Ammonite Film Review
A self-aware and a passionate new drama from the expressive mind of Francis Lee, Ammonite is a prohibited seaside romance bursting with tender glances and tiny gestures.
Having clear parallels with “God’s Own Country”, Ammonite doesn’t shy away from using a symbolic narrative to convey a certain kind of an impending inner revolution. It is an exquisite triumph that displayed fragile character evolution and profoundly nuanced eroticism.
From the beginning, Ammonite relied heavily on long stretches of silence, ones that are meant to be troubled and anxious. Ones which naturally exposed the beautiful relics within each one of its vastly intricate and disturbed characters. Ammonite practices an inimitable method of emotional excavation, slowly revealing long-buried enigmas and exposing them layer by fascinating layer.

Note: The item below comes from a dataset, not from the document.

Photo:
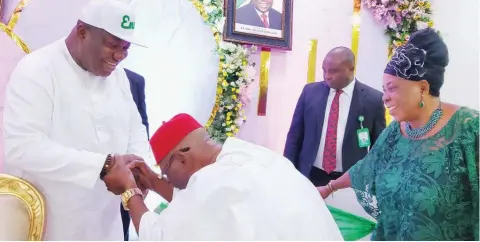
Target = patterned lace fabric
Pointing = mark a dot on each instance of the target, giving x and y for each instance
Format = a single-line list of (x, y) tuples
[(423, 189)]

Kate Winslet’s and Saoirse Ronan’s nonverbal communication and their stupendous devotion to give an authentic and a naturalistic flair to both of their complicated characters might just have created an unparalleled duo-performance set ablaze by unlikely passion that can only be defined as alluring and compelling.
Ammonite is a beautiful slow burn period drama with remarkable cinematography, mesmerizing sceneries and a melancholic yet captivating atmosphere that will most certainly charm you. It’s an ageless tale of forbidden love between two women who despite their conditions ventured into a passionate realm of lust, love and restraint.